Lassiter has to get going. He straightens from his crouch. The sound of his cracking knees seems to reverberate in the vacant starkness of the office doorway. He aches.

 

Grabbing for his gun, he takes one last look at Spencer. “I’ll be back,” he tells his seemingly insensate companion. “Don’t you dare go anywhere.”

 

In the mean time, Spencer must have managed to locate his face. Lassiter feels the stare. He pauses, on the brink of staying and going.

 

Suddenly, Lassiter finds himself bending down and grabbing something from under his pant left, near his ankle. This is a stupid idea. He tells himself that several times while he simultaneously reaches out with his Colt 380. It’s a small pistol, some might even call it a junk gun, but it’s a viable backup weapon. Lightweight, easy to conceal, and as potentially dangerous as any other gun. Carefully, reluctantly, Lassiter shoves it into Spencer’s hand. This is a stupid idea.

 

Lassiter makes sure Spencer is still watching him. “Hold it tight and pull the trigger,” he says by way of instruction. “And try not to shoot me or yourself.”

 

Spencer is looking at the gun now, staring at it. He doesn’t appear particularly afraid. Lassiter can’t decide whether that’s a good or a bad sign. Never had he ever thought he’d willingly lend a gun to Shawn Spencer, but now -- in this moment and in this circumstance -- it felt right.
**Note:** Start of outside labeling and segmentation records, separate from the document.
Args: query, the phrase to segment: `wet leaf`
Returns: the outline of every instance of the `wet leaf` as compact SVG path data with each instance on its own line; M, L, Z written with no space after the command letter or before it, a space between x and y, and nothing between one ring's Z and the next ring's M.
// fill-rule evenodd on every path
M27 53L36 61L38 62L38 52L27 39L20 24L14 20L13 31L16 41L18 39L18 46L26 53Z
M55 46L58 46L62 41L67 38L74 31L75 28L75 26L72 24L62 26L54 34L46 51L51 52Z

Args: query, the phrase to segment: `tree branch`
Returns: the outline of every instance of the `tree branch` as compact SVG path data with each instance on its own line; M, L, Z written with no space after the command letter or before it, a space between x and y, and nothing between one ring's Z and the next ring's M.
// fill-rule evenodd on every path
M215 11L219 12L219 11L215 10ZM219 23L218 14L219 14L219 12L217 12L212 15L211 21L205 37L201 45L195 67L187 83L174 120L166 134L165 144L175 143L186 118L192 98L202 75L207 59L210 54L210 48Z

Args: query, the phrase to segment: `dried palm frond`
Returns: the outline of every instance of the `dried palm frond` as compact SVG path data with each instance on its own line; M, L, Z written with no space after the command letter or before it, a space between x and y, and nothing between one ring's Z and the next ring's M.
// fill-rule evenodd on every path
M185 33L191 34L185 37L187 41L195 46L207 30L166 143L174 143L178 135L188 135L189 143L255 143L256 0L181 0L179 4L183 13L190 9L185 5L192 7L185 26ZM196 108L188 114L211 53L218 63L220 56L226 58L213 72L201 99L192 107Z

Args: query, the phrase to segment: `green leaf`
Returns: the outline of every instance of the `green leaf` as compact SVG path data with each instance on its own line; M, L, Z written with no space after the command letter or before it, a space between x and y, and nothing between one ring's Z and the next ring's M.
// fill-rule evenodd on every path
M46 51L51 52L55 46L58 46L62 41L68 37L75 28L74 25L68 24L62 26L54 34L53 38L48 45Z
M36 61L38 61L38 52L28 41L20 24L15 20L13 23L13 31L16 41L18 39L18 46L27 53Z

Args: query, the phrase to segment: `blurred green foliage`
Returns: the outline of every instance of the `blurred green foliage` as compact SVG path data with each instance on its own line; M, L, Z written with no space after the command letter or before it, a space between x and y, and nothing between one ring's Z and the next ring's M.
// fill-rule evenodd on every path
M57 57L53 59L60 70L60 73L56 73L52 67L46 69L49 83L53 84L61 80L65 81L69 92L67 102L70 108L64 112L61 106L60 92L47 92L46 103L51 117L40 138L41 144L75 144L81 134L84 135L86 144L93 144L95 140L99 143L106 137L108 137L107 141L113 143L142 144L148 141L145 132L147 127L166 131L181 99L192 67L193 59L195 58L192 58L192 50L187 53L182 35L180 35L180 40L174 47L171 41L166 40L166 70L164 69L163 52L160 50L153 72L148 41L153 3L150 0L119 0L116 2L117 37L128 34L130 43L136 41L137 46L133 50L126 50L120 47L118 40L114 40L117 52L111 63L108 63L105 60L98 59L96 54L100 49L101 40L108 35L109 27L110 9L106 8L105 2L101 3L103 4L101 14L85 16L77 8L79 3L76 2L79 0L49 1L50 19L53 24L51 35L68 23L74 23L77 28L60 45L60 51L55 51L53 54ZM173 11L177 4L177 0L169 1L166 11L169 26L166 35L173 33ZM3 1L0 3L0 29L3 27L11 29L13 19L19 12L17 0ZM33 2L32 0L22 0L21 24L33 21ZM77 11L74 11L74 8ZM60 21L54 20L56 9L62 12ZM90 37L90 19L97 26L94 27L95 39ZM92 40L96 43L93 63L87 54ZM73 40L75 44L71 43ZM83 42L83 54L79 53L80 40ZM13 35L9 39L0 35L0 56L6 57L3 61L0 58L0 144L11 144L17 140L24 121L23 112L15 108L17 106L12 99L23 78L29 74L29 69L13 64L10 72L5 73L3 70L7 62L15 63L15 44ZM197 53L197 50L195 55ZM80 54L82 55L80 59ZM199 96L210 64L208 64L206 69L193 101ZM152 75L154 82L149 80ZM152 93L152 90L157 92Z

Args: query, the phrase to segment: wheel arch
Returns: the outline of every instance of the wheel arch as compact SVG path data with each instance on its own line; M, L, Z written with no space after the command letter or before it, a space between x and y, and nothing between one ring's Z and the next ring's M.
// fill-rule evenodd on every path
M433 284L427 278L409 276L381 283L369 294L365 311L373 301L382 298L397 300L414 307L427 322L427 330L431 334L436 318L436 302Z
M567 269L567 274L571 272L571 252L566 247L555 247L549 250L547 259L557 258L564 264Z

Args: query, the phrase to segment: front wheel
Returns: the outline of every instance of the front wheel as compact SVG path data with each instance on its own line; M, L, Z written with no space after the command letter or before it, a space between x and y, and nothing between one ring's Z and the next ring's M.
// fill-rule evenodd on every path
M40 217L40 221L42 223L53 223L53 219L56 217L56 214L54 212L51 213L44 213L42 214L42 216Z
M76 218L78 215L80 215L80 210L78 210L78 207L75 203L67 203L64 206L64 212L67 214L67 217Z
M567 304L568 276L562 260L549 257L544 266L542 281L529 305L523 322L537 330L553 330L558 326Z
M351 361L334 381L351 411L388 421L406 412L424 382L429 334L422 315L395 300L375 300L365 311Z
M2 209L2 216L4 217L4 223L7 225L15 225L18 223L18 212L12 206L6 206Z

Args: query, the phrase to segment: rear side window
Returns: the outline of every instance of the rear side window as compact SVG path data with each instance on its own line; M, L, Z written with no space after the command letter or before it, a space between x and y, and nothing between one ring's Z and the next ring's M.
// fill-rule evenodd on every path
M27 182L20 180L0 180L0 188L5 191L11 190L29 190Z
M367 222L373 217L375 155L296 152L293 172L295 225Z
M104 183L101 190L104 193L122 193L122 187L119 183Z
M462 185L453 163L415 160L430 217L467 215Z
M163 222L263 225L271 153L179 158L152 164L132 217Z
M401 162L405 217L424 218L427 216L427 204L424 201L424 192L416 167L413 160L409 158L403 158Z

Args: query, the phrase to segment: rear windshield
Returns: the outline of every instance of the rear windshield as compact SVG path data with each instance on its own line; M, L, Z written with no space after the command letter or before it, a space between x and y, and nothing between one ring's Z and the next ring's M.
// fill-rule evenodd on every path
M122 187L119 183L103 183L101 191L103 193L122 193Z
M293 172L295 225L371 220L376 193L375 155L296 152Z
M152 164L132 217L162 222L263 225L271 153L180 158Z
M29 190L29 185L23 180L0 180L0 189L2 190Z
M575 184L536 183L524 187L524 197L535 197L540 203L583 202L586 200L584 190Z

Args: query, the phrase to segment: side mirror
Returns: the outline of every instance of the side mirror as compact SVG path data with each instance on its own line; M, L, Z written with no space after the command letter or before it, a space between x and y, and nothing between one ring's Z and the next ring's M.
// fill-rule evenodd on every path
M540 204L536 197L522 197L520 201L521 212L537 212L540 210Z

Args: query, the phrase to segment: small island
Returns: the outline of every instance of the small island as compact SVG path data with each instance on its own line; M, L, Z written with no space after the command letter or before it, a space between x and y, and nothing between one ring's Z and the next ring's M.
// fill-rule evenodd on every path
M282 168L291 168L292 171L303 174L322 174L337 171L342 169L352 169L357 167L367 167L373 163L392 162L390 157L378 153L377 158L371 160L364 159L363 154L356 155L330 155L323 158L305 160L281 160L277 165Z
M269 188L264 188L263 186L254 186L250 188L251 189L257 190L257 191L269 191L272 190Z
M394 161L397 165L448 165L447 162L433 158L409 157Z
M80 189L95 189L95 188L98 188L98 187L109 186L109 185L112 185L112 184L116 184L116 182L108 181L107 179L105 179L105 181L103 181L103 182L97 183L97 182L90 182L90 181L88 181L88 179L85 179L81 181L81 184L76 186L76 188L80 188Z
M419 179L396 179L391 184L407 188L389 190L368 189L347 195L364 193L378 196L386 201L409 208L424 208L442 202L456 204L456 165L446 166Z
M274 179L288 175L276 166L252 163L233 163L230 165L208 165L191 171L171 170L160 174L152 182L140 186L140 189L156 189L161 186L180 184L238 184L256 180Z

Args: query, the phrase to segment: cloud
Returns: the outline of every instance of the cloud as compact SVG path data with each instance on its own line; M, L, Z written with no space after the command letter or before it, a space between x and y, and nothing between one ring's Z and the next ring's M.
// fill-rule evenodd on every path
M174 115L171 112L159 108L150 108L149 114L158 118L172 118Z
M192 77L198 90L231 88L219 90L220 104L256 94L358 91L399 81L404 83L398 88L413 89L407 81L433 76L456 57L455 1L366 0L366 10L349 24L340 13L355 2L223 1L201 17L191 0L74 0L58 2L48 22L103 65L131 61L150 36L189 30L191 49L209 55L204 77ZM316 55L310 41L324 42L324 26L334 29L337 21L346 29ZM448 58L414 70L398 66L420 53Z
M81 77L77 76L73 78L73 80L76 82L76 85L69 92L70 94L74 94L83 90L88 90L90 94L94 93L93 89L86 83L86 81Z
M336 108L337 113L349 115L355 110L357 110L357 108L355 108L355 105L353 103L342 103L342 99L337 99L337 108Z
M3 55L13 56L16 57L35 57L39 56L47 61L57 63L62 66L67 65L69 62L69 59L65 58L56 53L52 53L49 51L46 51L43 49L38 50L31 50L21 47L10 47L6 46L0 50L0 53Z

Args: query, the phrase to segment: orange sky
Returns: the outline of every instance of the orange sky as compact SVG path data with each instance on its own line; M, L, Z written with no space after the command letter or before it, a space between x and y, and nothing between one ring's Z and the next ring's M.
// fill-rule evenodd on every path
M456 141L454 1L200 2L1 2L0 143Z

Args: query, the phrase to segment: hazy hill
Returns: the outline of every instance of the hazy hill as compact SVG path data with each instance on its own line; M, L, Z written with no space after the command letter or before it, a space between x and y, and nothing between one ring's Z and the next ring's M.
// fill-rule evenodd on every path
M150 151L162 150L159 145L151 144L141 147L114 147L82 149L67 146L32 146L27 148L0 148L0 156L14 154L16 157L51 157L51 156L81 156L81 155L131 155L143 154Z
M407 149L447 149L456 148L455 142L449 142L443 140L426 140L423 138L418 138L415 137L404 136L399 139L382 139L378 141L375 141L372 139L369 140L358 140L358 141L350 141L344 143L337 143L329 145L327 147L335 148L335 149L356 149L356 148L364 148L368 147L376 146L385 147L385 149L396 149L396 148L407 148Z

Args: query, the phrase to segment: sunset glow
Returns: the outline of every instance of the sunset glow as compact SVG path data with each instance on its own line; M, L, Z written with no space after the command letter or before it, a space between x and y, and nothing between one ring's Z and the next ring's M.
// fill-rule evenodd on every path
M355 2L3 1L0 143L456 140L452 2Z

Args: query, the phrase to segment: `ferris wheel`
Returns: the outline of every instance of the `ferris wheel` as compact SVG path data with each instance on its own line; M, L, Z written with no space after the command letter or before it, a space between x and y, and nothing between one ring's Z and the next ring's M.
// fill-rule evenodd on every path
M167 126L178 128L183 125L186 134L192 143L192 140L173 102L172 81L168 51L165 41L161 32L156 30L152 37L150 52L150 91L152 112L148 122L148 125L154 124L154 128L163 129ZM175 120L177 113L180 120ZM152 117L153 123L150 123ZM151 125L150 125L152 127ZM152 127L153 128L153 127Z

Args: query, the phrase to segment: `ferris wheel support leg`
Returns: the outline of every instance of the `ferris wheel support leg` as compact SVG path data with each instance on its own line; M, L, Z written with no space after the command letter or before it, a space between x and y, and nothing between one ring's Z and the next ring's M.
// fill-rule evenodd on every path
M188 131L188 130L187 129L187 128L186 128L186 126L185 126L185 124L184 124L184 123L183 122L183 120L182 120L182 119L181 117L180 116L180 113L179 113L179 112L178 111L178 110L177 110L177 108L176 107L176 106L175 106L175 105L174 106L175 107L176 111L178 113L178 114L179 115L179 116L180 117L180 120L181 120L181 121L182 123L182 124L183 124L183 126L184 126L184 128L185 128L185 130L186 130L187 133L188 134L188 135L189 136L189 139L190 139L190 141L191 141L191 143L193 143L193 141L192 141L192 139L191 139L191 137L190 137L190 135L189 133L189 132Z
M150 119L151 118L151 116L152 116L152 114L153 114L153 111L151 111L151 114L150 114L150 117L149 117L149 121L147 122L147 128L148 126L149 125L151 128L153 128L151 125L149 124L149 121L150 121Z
At least now Spencer had something. Whether or not he would be alert enough to use it correctly… well, that is the question, isn’t it?

 

And then Lassiter turns, his own gun held at ready, safety off. He slinks down the length of the hallway on the balls of his feet, passing under one clinically bright light after the other, glancing into one vacant office after the other. He hears Spencer in the distance, calling out in a strangled panic, “Lassie? Lassie? Where are you going? Don’t leave me here! Lassie?”

 

Lassiter is amazed the man is able to rouse himself to speak at such a level. He finds it hard to ignore the cries; they are terrified, desperate. Lassiter isn’t an animal; he falters and considers turning around. But he can’t. He grits his teeth and sets his face into a grim expression of determination. Spencer is on the edge of delirium; he probably doesn’t know exactly where he is or what’s going on. But at least he has a gun. Lassiter shoves aside any logic suggesting that giving guns to delirious man-children isn’t the best idea. He’s gone over this before, and he’s made his choice.

 

The cries eventually fade into whimpers as Lassiter guides himself away, turning here and there, keeping careful track of his progress. This place is like a labyrinth. He hopes he can remember his path.